120

I've got a C# string extension method that should return an IEnumerable<int> of all the indexes of a substring within a string. It works perfectly for its intended purpose and the expected results are returned (as proven by one of my tests, although not the one below), but another unit test has discovered a problem with it: it can't handle null arguments.

Here's the extension method I'm testing:

public static IEnumerable<int> AllIndexesOf(this string str, string searchText)
{
    if (searchText == null)
    {
        throw new ArgumentNullException("searchText");
    }
    for (int index = 0; ; index += searchText.Length)
    {
        index = str.IndexOf(searchText, index);
        if (index == -1)
            break;
        yield return index;
    }
}

Here is the test that flagged up the problem:

[TestMethod]
[ExpectedException(typeof(ArgumentNullException))]
public void Extensions_AllIndexesOf_HandlesNullArguments()
{
    string test = "a.b.c.d.e";
    test.AllIndexesOf(null);
}

When the test runs against my extension method, it fails, with the standard error message that the method "did not throw an exception".

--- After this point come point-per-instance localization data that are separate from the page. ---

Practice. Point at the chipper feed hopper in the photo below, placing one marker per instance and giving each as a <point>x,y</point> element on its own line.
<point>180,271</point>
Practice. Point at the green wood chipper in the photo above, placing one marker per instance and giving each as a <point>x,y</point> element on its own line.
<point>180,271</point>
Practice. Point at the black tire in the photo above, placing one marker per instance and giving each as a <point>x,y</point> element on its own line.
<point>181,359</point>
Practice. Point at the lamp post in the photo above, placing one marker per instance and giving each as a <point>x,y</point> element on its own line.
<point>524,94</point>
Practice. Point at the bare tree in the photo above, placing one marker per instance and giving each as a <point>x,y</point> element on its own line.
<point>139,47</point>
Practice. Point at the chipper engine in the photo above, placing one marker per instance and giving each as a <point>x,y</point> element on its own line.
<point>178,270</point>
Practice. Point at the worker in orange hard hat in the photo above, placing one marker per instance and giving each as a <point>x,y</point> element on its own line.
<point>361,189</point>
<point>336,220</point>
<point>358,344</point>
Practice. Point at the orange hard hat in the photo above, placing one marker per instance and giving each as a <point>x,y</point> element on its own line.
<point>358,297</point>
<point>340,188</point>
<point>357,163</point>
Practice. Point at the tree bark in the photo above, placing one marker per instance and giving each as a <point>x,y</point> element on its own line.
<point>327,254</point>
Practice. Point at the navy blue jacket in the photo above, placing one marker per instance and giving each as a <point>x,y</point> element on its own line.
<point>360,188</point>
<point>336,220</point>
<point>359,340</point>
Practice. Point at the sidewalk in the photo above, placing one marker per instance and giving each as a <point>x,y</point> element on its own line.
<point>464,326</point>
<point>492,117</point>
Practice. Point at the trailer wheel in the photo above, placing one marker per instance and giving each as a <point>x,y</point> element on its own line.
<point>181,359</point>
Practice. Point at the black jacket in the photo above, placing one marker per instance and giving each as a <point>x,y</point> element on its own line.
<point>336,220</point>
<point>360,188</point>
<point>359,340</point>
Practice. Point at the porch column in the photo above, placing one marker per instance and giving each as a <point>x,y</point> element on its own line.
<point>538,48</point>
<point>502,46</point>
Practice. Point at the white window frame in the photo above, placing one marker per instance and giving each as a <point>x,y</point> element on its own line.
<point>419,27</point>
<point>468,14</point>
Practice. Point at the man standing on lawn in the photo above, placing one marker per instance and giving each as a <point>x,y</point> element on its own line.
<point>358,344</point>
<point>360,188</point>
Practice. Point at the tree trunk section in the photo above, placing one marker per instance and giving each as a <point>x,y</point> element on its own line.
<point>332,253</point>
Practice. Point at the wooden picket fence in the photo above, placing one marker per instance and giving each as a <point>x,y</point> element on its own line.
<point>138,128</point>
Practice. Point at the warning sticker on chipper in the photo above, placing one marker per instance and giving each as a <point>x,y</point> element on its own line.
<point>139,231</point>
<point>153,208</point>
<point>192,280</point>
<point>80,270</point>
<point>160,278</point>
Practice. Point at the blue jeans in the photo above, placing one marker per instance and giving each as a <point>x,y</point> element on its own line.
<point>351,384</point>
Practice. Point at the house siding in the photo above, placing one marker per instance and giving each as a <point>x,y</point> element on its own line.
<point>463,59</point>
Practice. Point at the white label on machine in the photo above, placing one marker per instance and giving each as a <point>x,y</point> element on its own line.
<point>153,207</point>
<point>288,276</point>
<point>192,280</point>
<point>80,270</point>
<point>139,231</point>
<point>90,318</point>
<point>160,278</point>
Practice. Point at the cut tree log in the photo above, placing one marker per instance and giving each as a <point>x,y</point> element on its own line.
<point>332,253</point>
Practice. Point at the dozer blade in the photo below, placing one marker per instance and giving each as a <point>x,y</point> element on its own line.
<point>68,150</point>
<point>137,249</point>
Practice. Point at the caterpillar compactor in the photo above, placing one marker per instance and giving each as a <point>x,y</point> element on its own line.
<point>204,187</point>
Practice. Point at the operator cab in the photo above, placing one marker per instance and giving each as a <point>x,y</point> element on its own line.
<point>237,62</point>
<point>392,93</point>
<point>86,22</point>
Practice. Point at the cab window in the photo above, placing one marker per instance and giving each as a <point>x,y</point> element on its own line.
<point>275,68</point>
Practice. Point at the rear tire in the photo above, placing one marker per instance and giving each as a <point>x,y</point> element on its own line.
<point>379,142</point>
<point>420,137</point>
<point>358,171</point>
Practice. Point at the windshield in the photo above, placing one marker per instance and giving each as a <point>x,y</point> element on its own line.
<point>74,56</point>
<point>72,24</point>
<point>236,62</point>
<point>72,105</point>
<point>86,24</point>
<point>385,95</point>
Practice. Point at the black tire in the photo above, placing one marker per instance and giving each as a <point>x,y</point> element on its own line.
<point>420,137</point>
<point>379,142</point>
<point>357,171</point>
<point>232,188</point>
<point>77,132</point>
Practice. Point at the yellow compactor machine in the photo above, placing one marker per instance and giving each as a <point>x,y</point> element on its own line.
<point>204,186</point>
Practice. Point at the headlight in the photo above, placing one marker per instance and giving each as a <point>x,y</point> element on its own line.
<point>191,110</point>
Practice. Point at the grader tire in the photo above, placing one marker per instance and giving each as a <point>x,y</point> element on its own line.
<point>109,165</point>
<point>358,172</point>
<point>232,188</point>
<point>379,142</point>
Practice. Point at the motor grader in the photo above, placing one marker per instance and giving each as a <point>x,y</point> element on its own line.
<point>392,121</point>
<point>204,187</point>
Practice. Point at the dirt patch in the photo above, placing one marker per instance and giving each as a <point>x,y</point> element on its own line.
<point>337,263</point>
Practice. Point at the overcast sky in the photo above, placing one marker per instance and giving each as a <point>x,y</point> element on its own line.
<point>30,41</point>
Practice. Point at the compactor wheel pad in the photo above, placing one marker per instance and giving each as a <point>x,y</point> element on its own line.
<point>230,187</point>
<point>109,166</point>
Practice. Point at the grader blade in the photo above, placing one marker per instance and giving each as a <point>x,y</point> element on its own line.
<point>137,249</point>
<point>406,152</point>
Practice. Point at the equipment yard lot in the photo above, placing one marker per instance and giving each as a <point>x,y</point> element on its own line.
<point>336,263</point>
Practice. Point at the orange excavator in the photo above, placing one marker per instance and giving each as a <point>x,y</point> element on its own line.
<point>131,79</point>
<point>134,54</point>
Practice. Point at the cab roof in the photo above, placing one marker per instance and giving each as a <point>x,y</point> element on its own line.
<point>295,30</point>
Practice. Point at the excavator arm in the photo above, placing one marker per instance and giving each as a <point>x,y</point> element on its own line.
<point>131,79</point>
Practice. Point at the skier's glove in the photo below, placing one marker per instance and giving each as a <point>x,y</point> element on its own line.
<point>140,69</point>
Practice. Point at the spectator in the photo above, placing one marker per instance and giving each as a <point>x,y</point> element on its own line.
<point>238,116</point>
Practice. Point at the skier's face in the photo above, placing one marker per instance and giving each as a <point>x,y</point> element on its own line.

This is confusing: I have clearly passed null into the function, yet for some reason the comparison null == null is returning false. Therefore, no exception is thrown and the code continues.

I have confirmed this is not a bug with the test: when running the method in my main project with a call to Console.WriteLine in the null-comparison if block, nothing is shown on the console and no exception is caught by any catch block I add. Furthermore, using string.IsNullOrEmpty instead of == null has the same problem.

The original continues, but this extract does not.